In our Responsible Business in the Blogosphere project we are mining the blogosphere. So far we have mostly considered the microblogsphere represented by Twitter. We got two research articles on that topic: Good Friends, Bad News – Affect and Virality in Twitter and A new ANEW: Evaluation of a word list for sentiment analysis in microblogs.

One of the reasons why we focus on Twitter is that the data we can get is structured. You get a structure in the JSON format back from the Twitter web service that is easy to handle. General blogs are somewhat more difficult to handle: First you need to find the blogs and then you need to extract the relevant data from the webpage. This is not particular easy though some interesting tools exist for these tasks.

There are some blogsites that provide relatively easy structured
information. The blogsite that I use, Posterous, provides an API that let users and programmers download information. There are actually two versions: The old one provides information in the XML format the other newer in JSON.

In my initial effort to make something useful I looked on my own blog using the old API. You need to call a URL with something like:

http://posterous.com/api/readposts?hostname=fnielsen&num_posts=50&page=1

XML is returned. I did not manage to parse the XML in a structured way (using standard Python libraries) but used an ad hoc approach to turn the XML into a JSON-like structure with the numerical fields converted to numbers and the ‘body’ field with the actual text maintained as HTML. Apart from the postings themselves there are substructures for comments and media files that you might want to handle.

In this first application I manage to plot the number of views of each blog post as a function of the date. The two articles that got the most views are one about the Milena Penkowa case, the other with with Natalie Portman that was in the news due to her recent film Black Swan. Earlier articles that received a substantial numbers of views – more than normal – were more nerdish accounts of my problems with Ubuntu. My most recent articles have a fairly low number of views. I have several theories why that is.

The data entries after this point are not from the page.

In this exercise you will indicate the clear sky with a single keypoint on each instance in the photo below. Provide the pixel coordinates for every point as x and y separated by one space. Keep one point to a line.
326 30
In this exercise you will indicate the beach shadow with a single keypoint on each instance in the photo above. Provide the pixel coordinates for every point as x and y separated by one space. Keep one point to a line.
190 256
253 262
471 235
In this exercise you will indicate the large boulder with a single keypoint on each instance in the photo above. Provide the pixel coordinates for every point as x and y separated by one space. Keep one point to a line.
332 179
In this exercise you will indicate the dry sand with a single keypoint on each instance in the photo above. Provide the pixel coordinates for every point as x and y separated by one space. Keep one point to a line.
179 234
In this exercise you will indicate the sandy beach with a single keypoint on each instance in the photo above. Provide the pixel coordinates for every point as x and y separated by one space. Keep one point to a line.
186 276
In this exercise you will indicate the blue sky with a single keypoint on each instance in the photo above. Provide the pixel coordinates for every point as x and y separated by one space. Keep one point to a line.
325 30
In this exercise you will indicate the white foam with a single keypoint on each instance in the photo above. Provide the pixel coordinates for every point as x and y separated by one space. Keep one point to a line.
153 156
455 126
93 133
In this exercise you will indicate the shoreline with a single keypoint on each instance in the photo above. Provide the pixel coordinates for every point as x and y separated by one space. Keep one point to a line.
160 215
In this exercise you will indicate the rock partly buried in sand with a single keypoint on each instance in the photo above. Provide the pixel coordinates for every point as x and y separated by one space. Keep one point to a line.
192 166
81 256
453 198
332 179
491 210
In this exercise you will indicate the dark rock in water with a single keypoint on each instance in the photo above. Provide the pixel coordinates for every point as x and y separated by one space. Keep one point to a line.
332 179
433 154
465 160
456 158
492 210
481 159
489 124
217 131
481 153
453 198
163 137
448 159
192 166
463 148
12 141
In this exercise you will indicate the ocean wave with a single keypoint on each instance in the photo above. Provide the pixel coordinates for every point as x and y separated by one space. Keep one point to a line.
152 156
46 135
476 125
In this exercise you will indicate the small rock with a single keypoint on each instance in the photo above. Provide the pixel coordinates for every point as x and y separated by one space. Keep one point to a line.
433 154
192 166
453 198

How easy it is to crawl all Posterous blogs I do not yet know. Compared to Twitter the data you get are less social. In Twitter you have loads of retweets and direct messages between users that you can analyze. In Posterous you do have what corresponds to friends and followers by what is called ‘my subscriptions’. You also have comments.

The Python code that does the plotting is here:

views = [ p['views'] for p in posterous ]
now = datetime.datetime.now(pytz.utc)
dates = [ dateutil.parser.parse(p['date']) for p in posterous ]
since = [ (now - date).days for date in dates ]

plot(since, views, 'yo-')
ylabel('Views')
xlabel('Days since now')
title('Views on Posterous')

for (d,v,p),a in zip(
filter(lambda (d, v, p): v > -6.64 * d + 5000, zip(since, views, posterous)),
['left', 'left', 'center', 'left']):
text(d,v,p['title'][:31] + '...', horizontalalignment=a)

The last for-loop is at least PG-13 rated and should not be attempted at home.

Any "responsible" business talk in the Danish blogosphere?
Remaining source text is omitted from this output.